Friday, May 27, 2011

Pacific Colonization Single Pulse Eight Centuries Ago




What is missing in these discussions is the forgotten fact that communication remained two way.  Thus the existence of a new island able to absorb two thousand new settlers found its way back and this triggered a mass migration.  The success of that migration then triggered active exploration in all directions from the new island and that quickly led to the discovery of New Zealand and others.

The same thing took place and all these outliers were quickly colonized with sufficient manpower to allow full populations in three centuries as happened.

My point is that the island discoveries triggered an inflow of population that abrogated any need to wait fro natural growth to encourage further expansion.  It could all have happened over one man’s lifetime.


Pacific colonisation one big 'pulse'

TOM HUNT
Last updated 05:00 29/12/2010



Academics are calling for a rewrite of Pacific history after new research indicating the immigration wave that colonised islands around New Zealand is out by about 400 years.
Academics are calling for a rewrite of Pacific history after new research indicating the immigration wave that colonised islands around New Zealand is out by about 400 years.
An historian says the peer-reviewed and published findings could call into question the notion of Maori as indigenous people.

The findings showed that islands such as Easter and Marquesas, as well as Hawaii, were settled hundreds of years later than thought, about the same time as New Zealand, researchers said.

The research – led by Janet Wilmshurst from New Zealand's Landcare Research, and Atholl Anderson, from the Australian National University – showed a rate of dispersal "unprecedented in oceanic prehistory", Dr Wilmshurst said. It also showed human impact on the islands – through fire, introduced predators and hunting – was faster than earlier believed.

"Whereas species declines were thought to have occurred over a thousand years or more, it now appears that in most cases several hundred years was all it took."

Published in the Proceedings of the National Academy of Sciences in the United States, the findings came from analysis of 1400 radiocarbon dates from 47 islands – more than 10 times the number of radiocarbon dates of previous studies.

They show Polynesians migrated from Samoa to the Society Islands about AD1050, four centuries later than had been thought.

About two centuries later, they colonised other islands, including New Zealand, in one major "pulse". Dr Anderson said possible reasons for leaving the islands were rapid population growth, technical innovation in sailing boats, climate change and environmental disaster.

Existing models of human colonisation, ecological change and historical linguistics for the region now required substantial revision, he said.

The timing of the colonisation of the South Pacific had previously been poorly understood, with no definite timeline for colonisation in most island groups, excluding New Zealand.

Auckland University of Technology history professor Paul Moon said the findings could have implications for the Waitangi Tribunal because claims, using oral history, had Maori colonisation out by hundreds of years.

"If Maori reached New Zealand waters just 300 years before the first Europeans, some people might also start to reconsider the idea of Maori being indigenous.

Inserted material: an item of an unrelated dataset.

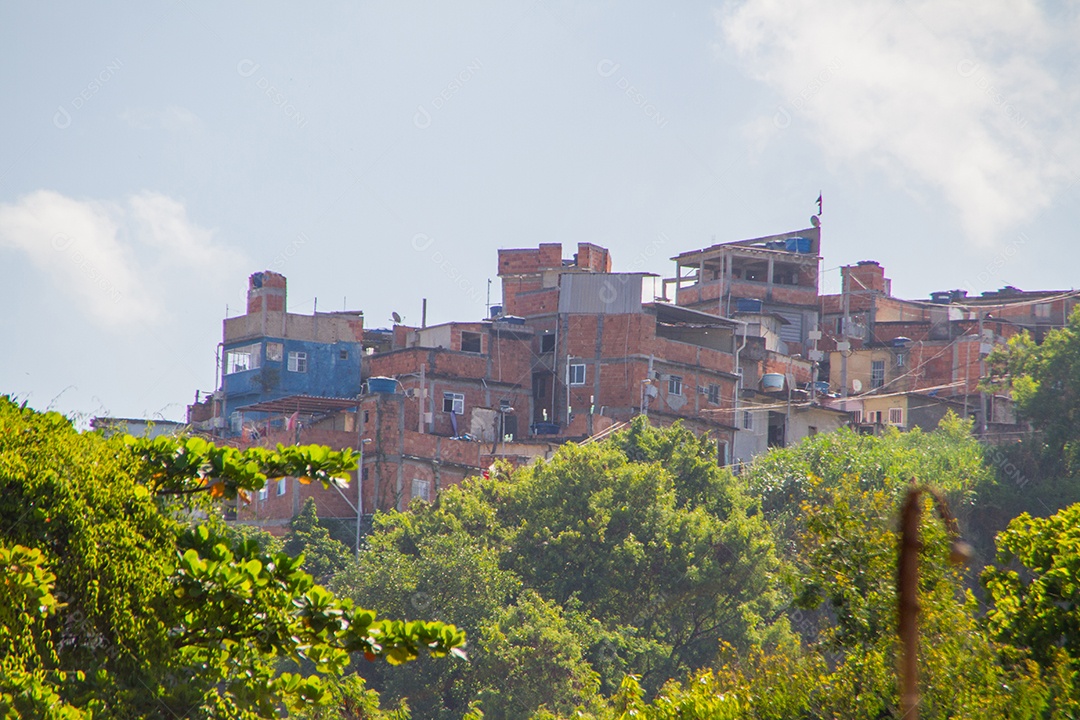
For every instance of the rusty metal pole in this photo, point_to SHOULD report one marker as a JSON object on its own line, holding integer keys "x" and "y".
{"x": 907, "y": 586}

It could be interpreted as a different type of `indigenous' from the sort that applies to peoples who inhabited countries exclusively for thousands of years."

Professor Anderson dismissed Dr Moon's claim as "exaggerated", saying the most widely regarded figure for Maori settlement had already been about 1250.

"Dr Moon's argument that occupation of only hundreds of years could disqualify Maori from claiming indigeneity is illogical, since they were the first people here."

Richard Walter, an Otago University expert in the archaeology of New Zealand colonisation, backed the new findings and also dismissed Dr Moon's suggestions.